Blechnum spicant

Common Name: deer fern 
Type: Fern
Family: Blechnaceae
Native Range: Temperate Northern Hemisphere
Zone: 5 to 8
Height: 0.75 to 1.50 feet
Spread: 1.00 to 2.00 feet
Bloom Time: Non-flowering
Bloom Description: Non-flowering
Sun: Part shade to full shade
Water: Medium
Maintenance: Low
Leaf: Evergreen
Other: Winter Interest
Tolerate: Rabbit, Heavy Shade


Best grown in humusy, acidic, evenly moist, well-drained soils in part shade to full shade. May be divided in spring. Spreads somewhat slowly by short creeping rhizomes. Deer fern has good winter hardiness in USDA Zone 5.

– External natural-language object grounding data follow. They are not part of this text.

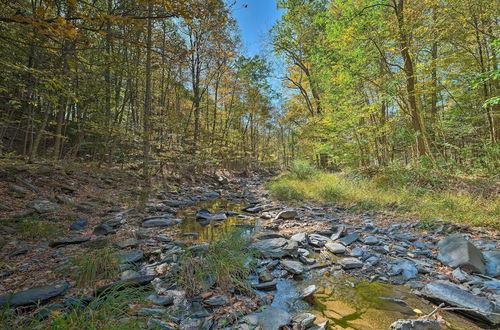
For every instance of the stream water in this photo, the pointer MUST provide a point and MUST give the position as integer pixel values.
(348, 303)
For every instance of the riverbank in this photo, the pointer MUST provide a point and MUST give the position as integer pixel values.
(221, 253)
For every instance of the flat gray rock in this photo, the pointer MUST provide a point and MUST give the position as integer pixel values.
(34, 296)
(160, 223)
(456, 251)
(130, 256)
(415, 325)
(287, 214)
(335, 248)
(350, 263)
(349, 239)
(480, 308)
(272, 318)
(293, 267)
(492, 263)
(43, 206)
(276, 247)
(68, 241)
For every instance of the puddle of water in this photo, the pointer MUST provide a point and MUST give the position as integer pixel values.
(357, 304)
(214, 229)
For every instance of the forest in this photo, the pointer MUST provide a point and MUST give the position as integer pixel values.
(159, 170)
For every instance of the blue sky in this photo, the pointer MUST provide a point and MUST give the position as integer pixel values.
(255, 18)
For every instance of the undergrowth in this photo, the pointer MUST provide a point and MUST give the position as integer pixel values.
(425, 195)
(94, 265)
(227, 263)
(112, 309)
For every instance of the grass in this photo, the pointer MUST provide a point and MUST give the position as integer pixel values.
(430, 201)
(112, 309)
(228, 262)
(33, 226)
(94, 265)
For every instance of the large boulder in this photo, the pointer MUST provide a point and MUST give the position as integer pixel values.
(456, 251)
(276, 247)
(474, 306)
(272, 318)
(34, 296)
(492, 263)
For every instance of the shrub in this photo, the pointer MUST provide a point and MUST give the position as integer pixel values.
(228, 263)
(303, 170)
(93, 265)
(286, 191)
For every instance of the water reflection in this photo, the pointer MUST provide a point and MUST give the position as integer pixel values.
(357, 304)
(214, 229)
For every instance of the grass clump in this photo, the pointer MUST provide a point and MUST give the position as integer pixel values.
(94, 265)
(33, 226)
(227, 263)
(303, 170)
(429, 201)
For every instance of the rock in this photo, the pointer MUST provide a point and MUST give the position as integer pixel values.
(287, 215)
(199, 249)
(492, 263)
(371, 240)
(130, 256)
(451, 294)
(294, 267)
(349, 239)
(128, 242)
(151, 312)
(191, 324)
(266, 286)
(18, 189)
(406, 268)
(456, 251)
(159, 324)
(34, 296)
(205, 214)
(335, 248)
(43, 206)
(103, 229)
(350, 263)
(459, 275)
(304, 320)
(129, 275)
(308, 291)
(276, 247)
(318, 240)
(320, 326)
(300, 238)
(161, 300)
(79, 224)
(67, 241)
(265, 276)
(120, 285)
(415, 325)
(216, 301)
(160, 223)
(357, 252)
(271, 318)
(339, 231)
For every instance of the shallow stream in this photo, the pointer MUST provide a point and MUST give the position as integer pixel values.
(348, 303)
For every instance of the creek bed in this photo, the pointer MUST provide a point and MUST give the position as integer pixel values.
(346, 302)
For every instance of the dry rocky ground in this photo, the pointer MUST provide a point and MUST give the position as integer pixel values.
(50, 215)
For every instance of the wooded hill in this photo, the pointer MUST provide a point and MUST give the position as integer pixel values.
(158, 81)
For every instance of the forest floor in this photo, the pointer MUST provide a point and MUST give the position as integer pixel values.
(104, 241)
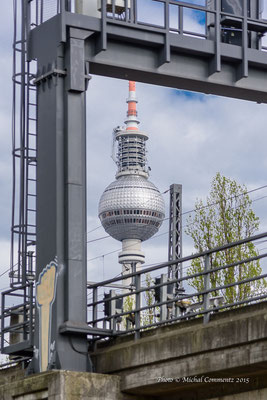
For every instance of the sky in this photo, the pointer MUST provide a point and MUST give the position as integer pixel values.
(191, 138)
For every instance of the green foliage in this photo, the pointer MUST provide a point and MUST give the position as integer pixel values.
(226, 217)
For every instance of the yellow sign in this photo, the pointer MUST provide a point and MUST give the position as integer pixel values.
(45, 295)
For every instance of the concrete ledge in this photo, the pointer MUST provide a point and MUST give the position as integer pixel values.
(233, 344)
(63, 385)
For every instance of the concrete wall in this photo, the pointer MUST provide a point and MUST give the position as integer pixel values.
(171, 361)
(62, 385)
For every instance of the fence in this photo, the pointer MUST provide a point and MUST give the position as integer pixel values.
(159, 300)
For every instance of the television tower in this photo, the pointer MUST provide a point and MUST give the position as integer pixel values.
(131, 209)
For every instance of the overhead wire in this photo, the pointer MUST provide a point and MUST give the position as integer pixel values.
(184, 213)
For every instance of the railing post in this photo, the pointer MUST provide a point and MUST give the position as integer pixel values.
(112, 311)
(2, 321)
(31, 313)
(137, 306)
(163, 297)
(206, 300)
(94, 306)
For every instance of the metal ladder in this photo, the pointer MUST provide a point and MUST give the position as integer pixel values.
(24, 132)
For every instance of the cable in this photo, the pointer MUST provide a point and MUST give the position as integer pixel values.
(5, 272)
(187, 212)
(99, 226)
(229, 198)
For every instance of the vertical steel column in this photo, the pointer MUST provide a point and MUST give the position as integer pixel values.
(175, 231)
(61, 200)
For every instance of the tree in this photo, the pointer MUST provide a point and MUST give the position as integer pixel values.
(226, 217)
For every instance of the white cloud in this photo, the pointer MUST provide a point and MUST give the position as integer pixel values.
(191, 138)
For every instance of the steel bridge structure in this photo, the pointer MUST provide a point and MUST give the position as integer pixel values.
(55, 51)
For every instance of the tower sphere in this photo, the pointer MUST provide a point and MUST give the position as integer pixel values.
(131, 208)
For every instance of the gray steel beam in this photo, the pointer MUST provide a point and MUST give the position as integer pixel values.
(135, 52)
(61, 197)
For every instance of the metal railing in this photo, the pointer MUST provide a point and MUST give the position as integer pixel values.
(157, 300)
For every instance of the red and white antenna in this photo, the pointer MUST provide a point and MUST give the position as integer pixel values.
(132, 120)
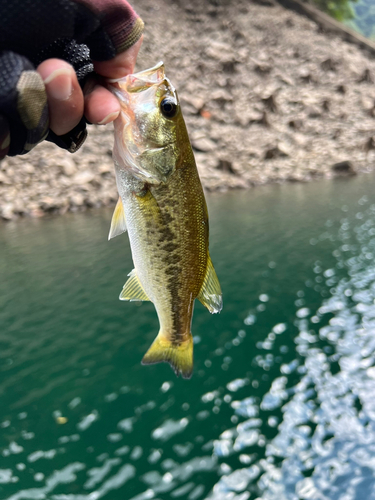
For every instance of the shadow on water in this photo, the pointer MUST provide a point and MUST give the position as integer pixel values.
(280, 405)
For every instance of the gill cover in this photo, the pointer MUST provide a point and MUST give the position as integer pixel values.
(145, 136)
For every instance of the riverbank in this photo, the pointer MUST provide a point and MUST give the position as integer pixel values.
(266, 95)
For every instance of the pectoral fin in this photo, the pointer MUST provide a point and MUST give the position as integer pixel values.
(118, 224)
(210, 294)
(133, 290)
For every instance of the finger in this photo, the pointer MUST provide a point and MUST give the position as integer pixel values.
(64, 95)
(101, 106)
(121, 65)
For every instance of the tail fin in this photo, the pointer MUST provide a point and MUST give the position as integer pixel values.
(179, 356)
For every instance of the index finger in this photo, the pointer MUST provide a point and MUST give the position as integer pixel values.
(121, 65)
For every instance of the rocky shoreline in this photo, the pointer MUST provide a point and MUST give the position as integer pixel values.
(266, 95)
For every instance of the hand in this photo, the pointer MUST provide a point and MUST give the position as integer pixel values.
(66, 101)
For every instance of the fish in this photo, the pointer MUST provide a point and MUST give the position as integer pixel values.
(162, 206)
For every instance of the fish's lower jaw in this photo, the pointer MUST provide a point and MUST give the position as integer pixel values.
(179, 356)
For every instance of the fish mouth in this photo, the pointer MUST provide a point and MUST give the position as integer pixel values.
(137, 82)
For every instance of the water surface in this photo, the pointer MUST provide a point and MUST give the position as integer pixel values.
(281, 404)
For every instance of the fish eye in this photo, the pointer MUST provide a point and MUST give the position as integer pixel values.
(168, 107)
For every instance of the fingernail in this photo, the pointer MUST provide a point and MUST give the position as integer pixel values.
(109, 118)
(59, 84)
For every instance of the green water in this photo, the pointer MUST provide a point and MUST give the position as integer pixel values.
(281, 404)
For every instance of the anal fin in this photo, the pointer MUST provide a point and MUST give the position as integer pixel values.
(133, 290)
(210, 294)
(118, 223)
(179, 356)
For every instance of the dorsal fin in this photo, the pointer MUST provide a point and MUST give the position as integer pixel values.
(210, 294)
(133, 290)
(118, 224)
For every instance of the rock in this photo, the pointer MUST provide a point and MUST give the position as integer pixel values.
(369, 144)
(7, 211)
(341, 89)
(67, 166)
(329, 64)
(366, 77)
(326, 105)
(4, 179)
(306, 75)
(276, 152)
(226, 166)
(343, 168)
(84, 177)
(296, 124)
(270, 103)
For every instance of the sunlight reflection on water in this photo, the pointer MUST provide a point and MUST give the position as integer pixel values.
(287, 414)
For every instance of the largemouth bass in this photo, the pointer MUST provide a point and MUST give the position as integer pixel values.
(163, 208)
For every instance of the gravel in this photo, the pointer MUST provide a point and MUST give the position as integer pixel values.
(266, 95)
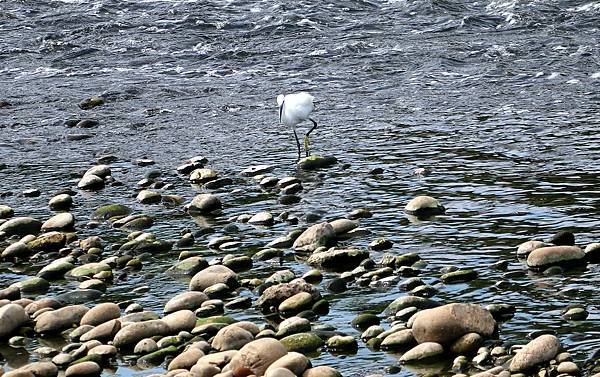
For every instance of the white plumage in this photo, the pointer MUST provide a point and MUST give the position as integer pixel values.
(294, 109)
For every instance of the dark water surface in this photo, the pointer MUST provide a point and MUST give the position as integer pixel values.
(499, 98)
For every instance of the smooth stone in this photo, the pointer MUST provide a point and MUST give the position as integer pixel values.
(256, 356)
(421, 352)
(12, 316)
(302, 342)
(84, 369)
(231, 337)
(554, 255)
(447, 323)
(424, 206)
(20, 226)
(101, 313)
(204, 204)
(315, 236)
(540, 350)
(338, 259)
(186, 300)
(60, 319)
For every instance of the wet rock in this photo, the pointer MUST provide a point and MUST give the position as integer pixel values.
(555, 255)
(61, 202)
(111, 211)
(60, 319)
(527, 247)
(204, 204)
(186, 300)
(273, 296)
(338, 259)
(186, 359)
(539, 351)
(302, 342)
(422, 351)
(404, 302)
(12, 316)
(424, 206)
(231, 337)
(317, 235)
(256, 356)
(6, 211)
(134, 332)
(466, 344)
(83, 369)
(321, 371)
(102, 332)
(316, 162)
(214, 275)
(20, 226)
(398, 340)
(90, 182)
(148, 197)
(189, 266)
(101, 313)
(262, 218)
(447, 323)
(459, 276)
(64, 221)
(295, 362)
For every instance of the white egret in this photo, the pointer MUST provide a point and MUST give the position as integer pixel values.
(294, 109)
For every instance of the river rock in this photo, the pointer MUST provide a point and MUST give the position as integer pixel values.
(20, 226)
(83, 369)
(111, 211)
(64, 221)
(6, 211)
(338, 259)
(186, 359)
(555, 255)
(136, 331)
(213, 275)
(293, 361)
(317, 235)
(181, 320)
(102, 332)
(101, 313)
(273, 296)
(204, 204)
(186, 300)
(539, 351)
(12, 316)
(256, 357)
(447, 323)
(231, 337)
(60, 319)
(424, 206)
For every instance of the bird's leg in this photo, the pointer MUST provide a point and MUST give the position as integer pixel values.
(298, 144)
(307, 139)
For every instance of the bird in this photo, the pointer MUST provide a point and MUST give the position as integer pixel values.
(295, 108)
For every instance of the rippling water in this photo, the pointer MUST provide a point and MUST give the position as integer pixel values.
(500, 99)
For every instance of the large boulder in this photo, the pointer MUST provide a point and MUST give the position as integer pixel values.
(214, 275)
(317, 235)
(447, 323)
(12, 316)
(555, 255)
(256, 356)
(540, 350)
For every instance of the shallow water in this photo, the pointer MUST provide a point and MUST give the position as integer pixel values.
(498, 98)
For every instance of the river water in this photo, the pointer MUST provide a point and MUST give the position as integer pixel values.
(499, 99)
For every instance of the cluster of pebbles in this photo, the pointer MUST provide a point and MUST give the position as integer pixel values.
(195, 335)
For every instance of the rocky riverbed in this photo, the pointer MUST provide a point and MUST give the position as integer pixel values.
(175, 276)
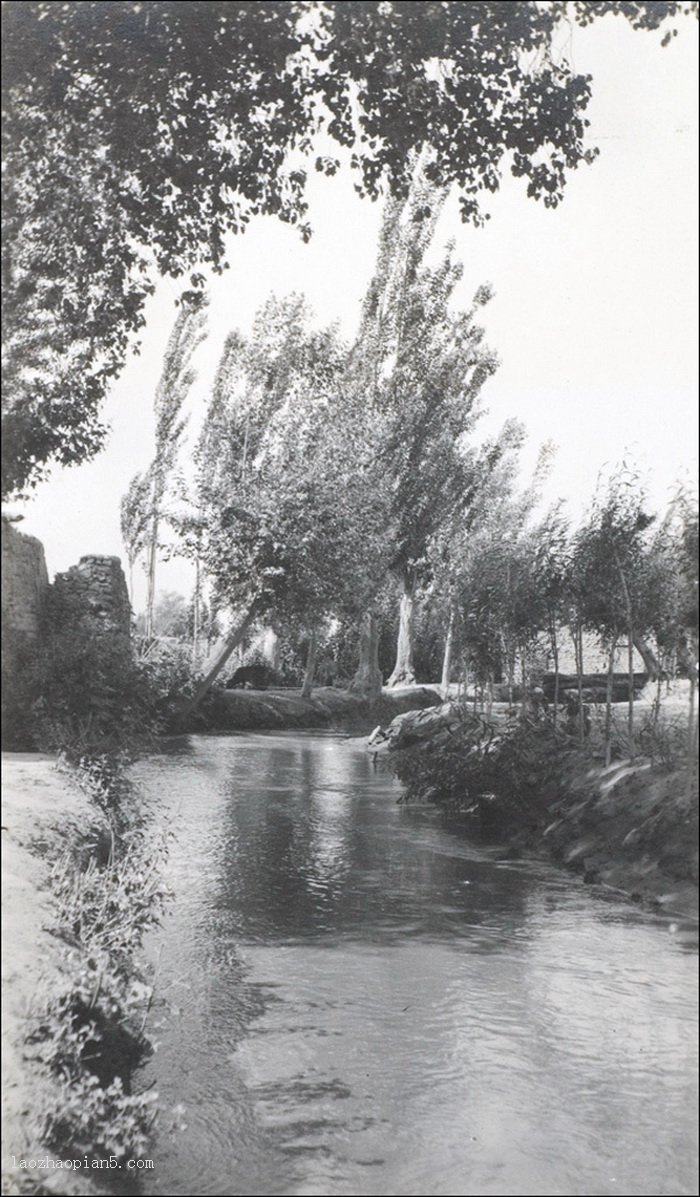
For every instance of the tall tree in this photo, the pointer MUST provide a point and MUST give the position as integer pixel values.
(286, 516)
(138, 135)
(172, 388)
(421, 370)
(134, 522)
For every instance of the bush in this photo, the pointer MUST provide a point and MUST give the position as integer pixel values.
(522, 763)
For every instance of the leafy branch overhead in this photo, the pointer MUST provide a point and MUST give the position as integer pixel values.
(139, 135)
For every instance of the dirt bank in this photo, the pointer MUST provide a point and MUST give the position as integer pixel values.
(245, 710)
(41, 812)
(631, 826)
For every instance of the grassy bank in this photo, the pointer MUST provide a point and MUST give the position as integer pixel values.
(80, 886)
(632, 826)
(242, 710)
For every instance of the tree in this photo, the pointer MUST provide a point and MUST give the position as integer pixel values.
(174, 384)
(286, 516)
(421, 368)
(138, 135)
(134, 522)
(609, 571)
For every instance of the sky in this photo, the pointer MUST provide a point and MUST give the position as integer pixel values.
(595, 315)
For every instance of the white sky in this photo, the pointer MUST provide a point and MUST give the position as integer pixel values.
(595, 316)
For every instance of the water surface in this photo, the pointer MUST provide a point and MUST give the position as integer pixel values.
(360, 1000)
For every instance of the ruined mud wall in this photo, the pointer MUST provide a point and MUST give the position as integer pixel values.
(25, 583)
(77, 627)
(97, 589)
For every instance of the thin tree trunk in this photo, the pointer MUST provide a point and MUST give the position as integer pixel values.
(195, 615)
(310, 664)
(578, 654)
(151, 578)
(631, 693)
(448, 657)
(692, 741)
(609, 700)
(367, 680)
(555, 662)
(403, 673)
(651, 662)
(630, 656)
(226, 651)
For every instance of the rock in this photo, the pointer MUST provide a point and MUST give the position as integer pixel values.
(433, 723)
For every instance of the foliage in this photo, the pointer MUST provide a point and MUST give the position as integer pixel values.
(523, 761)
(90, 1033)
(139, 135)
(93, 696)
(286, 518)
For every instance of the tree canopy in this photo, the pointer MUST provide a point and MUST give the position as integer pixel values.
(138, 135)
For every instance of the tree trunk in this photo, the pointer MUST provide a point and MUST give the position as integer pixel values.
(367, 680)
(578, 654)
(448, 657)
(630, 656)
(226, 651)
(692, 742)
(403, 673)
(195, 617)
(651, 663)
(151, 578)
(609, 702)
(555, 662)
(310, 666)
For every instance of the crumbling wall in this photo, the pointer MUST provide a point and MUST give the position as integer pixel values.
(65, 645)
(25, 583)
(97, 589)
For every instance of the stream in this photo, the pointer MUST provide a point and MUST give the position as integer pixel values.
(360, 997)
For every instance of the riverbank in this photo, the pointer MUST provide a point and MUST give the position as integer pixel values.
(631, 826)
(248, 710)
(81, 883)
(42, 812)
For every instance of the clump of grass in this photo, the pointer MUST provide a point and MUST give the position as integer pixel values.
(91, 1033)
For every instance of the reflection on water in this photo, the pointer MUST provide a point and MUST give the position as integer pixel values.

Noteworthy Characteristics

Blechnum spicant, called deer fern or hard fern, is a northern species with a somewhat circumpolar distribution but most ferns in the genus Blechnum are found in tropical areas. It is native to northwestern North American from Alaska to British Columbia, Washington, Oregon, a small corner of northern Idaho and California. It primarily occurs in moist to wet coniferous forests, wet slide areas, stream banks or bogs in up to sub-alpine terrain. It is also native to Europe and northeast Asia. This fern is particularly distinctive because of its two different types of fronds. Evergreen sterile fronds (to 8-24” long) are stiff, leathery, pinnatifid and dark green, forming a loose outward-spreading, flattened rosette. As the season progresses, sterile fronds may lie horizontally on the ground. Fertile fronds (16-24” long) are located in an erect vertical fountain in the center of the sterile frond rosette. They are similar to the sterile ones but taller, with much thinner and widely separated leaflets. Fertile fronds turn brown and wither by the end of the summer, leaving the evergreen sterile rosette.

Genus name comes from the classical Greek name blechnon for a fern (probably not this one though).


No serious insect or disease problems. Leaf spot and rust may occur in some areas. Watch for caterpillars, mealybugs and scale.


Woodland or shade garden. Shaded border. Rock garden.